A repetitive amplitude encoding method for enhancing the mapping ability of quantum neural networks.

With the rapid development of quantum machine learning, quantum neural networks (QNNs) have become a research hotspot. However, the quantum gates used to implement feature mapping in this model are all linear transformations, which directly affects the mapping ability of the model. Therefore, how to enhance the mapping capability of QNN is an important issue that has not yet been effectively addressed. This paper proposes a repetitive amplitude encoding method that encodes the probability amplitudes of multiple qubit blocks by repeatedly using the same set of classical data, effectively improving the mapping capability of QNN. Taking the MNIST dataset as an example, the experimental results comparing the repetitive amplitude encoding method with several existing encoding methods show that, firstly, when the number of classes is fixed, the repetitive amplitude encoding is superior to other methods.

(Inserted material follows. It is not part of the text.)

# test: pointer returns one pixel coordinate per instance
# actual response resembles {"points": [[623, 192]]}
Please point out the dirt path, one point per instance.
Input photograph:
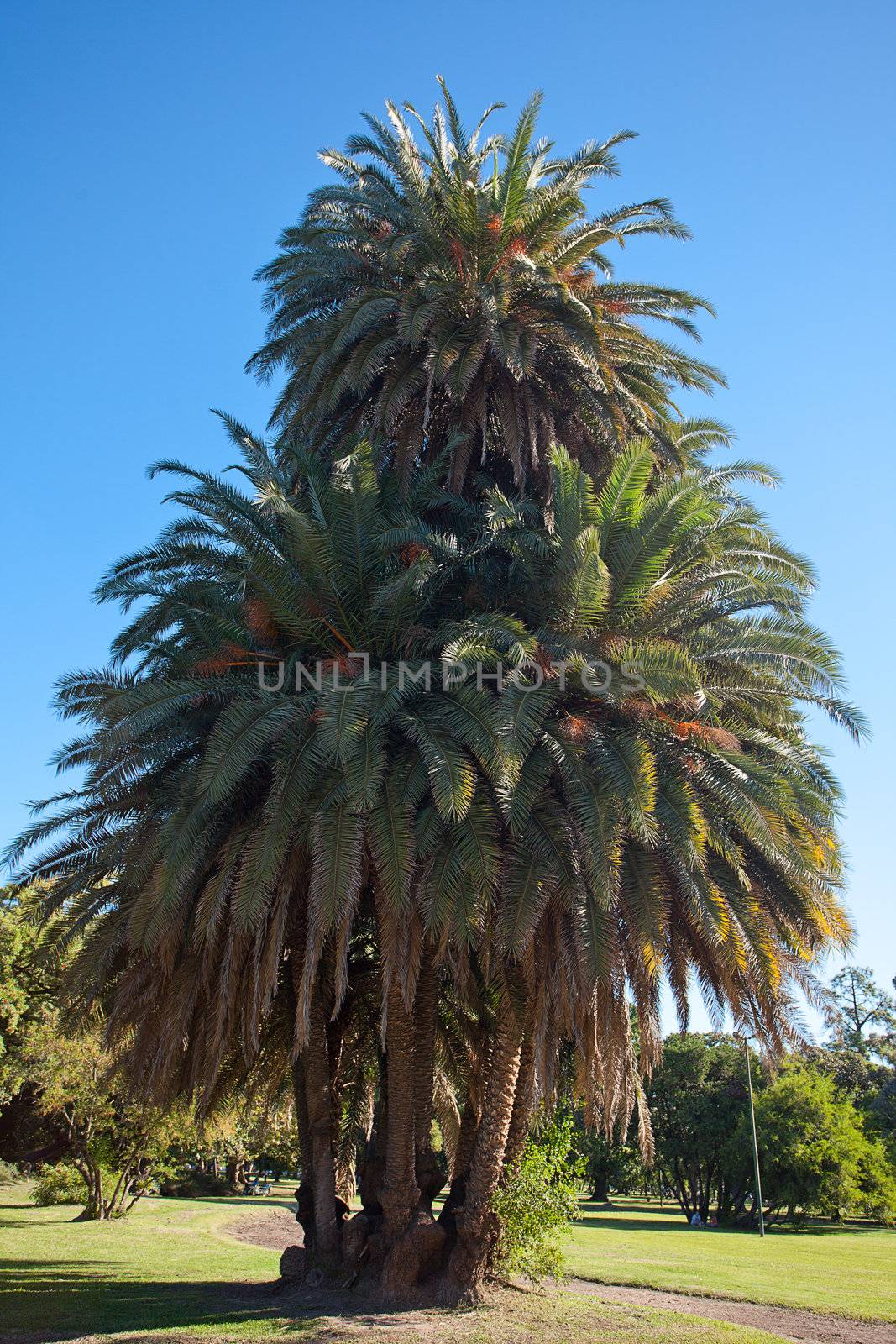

Secondly, when the number of hidden layers in QNN is fixed, as the number of classes increases, the performance of repetitive amplitude encoding not only consistently outperforms other methods, but this advantage becomes increasingly apparent. Finally, the repetitive amplitude encoding-based QNN was applied to reservoir lithology identification in the field of oil and gas exploration, IRIS and WINe classification datasets. By comparing with classical neural networks, the proposed method was validated for its adaptability to different classification problems and superior classification performance compared to classical neural networks.